The U.S. Department of Justice is fighting a request from the lawyers for Shelby Co., Ala., for more than $2 million in legal fees and costs tied to their challenge of the constitutionality of a provision of the Voting Rights Act.
The government on Dec. 6 in Washington federal district court filed its opposition to the attorney fees and litigation expenses that Shelby County's lawyers—led by Bert Rein of Wiley Rein—contend they should receive for their work.
The U.S. Supreme Court in June, in a 5-4 decision, struck down the provision of the Voting Rights Act that established the formula for determining which jurisdictions were required to give the Justice Department or a federal court the authority to review certain electoral changes before they were implemented.
Justice Department lawyers argue in their papers that Shelby County—despite prevailing in the high court—is not entitled to legal fees from the federal government. The department's court filing is here.
The department's attorneys, including Avner Shapiro of the DOJ Civil Rights Division, argue three points against the fee request.
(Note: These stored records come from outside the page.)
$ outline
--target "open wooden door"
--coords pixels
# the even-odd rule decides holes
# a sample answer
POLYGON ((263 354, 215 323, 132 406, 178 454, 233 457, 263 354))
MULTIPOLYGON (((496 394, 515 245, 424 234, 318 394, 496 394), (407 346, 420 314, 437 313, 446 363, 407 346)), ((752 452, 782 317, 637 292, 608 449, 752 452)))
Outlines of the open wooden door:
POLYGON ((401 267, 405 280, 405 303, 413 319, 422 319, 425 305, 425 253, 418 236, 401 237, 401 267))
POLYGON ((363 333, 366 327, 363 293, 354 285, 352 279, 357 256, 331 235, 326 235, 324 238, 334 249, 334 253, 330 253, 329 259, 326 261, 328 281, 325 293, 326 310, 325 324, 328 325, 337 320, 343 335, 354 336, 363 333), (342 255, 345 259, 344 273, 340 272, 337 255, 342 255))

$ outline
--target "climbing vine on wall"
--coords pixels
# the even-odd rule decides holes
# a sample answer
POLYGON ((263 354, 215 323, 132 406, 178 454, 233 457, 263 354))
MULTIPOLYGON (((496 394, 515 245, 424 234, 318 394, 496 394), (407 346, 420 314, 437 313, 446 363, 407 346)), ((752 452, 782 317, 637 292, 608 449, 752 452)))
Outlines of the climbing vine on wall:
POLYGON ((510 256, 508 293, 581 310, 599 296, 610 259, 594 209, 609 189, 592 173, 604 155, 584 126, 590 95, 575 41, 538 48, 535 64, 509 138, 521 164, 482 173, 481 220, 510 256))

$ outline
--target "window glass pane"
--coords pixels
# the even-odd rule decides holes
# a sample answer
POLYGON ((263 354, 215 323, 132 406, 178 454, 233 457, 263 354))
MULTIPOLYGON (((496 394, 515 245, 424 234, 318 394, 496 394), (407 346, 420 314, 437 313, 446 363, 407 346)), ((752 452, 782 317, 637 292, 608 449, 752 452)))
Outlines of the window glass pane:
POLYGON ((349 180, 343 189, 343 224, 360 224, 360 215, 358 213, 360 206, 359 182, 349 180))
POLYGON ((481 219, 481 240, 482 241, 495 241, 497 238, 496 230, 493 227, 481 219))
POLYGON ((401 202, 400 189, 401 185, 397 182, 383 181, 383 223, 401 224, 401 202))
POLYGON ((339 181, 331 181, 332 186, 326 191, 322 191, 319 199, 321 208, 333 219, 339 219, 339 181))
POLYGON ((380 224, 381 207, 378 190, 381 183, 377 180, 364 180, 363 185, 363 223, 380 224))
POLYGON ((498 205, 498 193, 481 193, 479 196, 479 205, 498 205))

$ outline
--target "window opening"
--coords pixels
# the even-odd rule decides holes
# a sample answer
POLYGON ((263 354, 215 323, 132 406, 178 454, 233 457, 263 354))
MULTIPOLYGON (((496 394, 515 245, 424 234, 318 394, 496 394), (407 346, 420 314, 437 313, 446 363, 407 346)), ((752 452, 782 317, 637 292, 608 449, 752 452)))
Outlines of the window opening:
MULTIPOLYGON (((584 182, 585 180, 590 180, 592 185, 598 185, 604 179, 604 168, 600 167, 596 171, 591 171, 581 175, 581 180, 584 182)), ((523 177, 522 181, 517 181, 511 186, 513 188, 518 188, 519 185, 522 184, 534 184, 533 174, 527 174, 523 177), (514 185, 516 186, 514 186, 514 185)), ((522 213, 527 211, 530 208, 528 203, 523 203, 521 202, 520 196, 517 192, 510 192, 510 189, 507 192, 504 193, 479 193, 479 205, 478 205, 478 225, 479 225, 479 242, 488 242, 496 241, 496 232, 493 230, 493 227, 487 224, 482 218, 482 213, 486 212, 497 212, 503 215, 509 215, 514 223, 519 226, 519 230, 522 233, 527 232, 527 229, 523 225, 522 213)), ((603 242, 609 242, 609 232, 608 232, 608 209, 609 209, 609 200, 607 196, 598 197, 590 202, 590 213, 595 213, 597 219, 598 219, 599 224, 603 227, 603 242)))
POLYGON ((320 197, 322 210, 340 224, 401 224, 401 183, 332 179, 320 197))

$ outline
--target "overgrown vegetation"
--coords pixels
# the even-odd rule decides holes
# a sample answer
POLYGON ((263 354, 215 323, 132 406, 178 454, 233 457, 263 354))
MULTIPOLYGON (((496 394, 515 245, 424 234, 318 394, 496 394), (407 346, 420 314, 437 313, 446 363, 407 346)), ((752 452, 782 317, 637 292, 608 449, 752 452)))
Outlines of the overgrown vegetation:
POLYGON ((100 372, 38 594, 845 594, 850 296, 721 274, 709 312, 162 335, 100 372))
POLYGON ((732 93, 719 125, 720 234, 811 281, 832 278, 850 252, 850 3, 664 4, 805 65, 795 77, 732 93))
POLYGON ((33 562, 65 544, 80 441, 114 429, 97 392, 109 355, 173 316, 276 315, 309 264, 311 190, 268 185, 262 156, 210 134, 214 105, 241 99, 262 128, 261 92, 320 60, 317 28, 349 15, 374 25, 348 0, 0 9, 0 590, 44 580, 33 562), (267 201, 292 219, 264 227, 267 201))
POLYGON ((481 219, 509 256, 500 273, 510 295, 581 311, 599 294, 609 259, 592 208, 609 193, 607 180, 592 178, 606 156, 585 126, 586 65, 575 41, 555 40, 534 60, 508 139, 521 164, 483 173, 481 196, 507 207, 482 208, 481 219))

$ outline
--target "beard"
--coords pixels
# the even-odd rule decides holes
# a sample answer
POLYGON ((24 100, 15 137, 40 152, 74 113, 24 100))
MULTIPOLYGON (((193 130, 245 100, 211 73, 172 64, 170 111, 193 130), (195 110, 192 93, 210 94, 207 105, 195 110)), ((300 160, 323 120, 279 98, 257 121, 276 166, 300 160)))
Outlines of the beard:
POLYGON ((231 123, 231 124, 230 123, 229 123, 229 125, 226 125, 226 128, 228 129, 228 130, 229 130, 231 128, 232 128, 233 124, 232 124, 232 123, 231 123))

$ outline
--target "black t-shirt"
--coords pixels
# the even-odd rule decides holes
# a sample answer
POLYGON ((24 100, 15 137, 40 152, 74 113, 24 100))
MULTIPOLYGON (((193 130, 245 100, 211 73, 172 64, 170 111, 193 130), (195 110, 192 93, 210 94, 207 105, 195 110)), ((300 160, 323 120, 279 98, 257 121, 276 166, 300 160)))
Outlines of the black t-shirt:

Among them: There's no language in the Voting Rights Act "even hinting that the government consents to having attorney's fees awarded against it," Shapiro wrote.
Bert Rein, who argued for Shelby County in the Supreme Court in February, said today he will respond in court to the government's position. Rein, a founding partner of Wiley Rein, called the dispute a "significant issue."
In an interview last month, Rein told The BLT that Shelby County sued "to protect the right of Shelby and its citizens' right to put in place procedures it things will protect everyone's right to vote."
DOJ argues that Shelby County's lawyers, in their fee request, mischaracterize the nature of the case. (Read the fee request here.)
"The thrust of Shelby County's lawsuit was to vindicate States' rights, not to protect federal voting rights," Shapiro wrote in the Justice Department's papers.
Justice Department lawyers and attorneys for Shelby County acknowledged in November—when the $2 million fee request was filed—that the dispute presents "novel legal issues." (Shelby County, which sued in April 2010, is also seeking $10,000 in litigation costs.)
U.S. District Judge John Bates in Washington will first decide whether Shelby County's lawyers are entitled to fees in the first place before—if at all—turning to how much money the attorneys should receive from the government.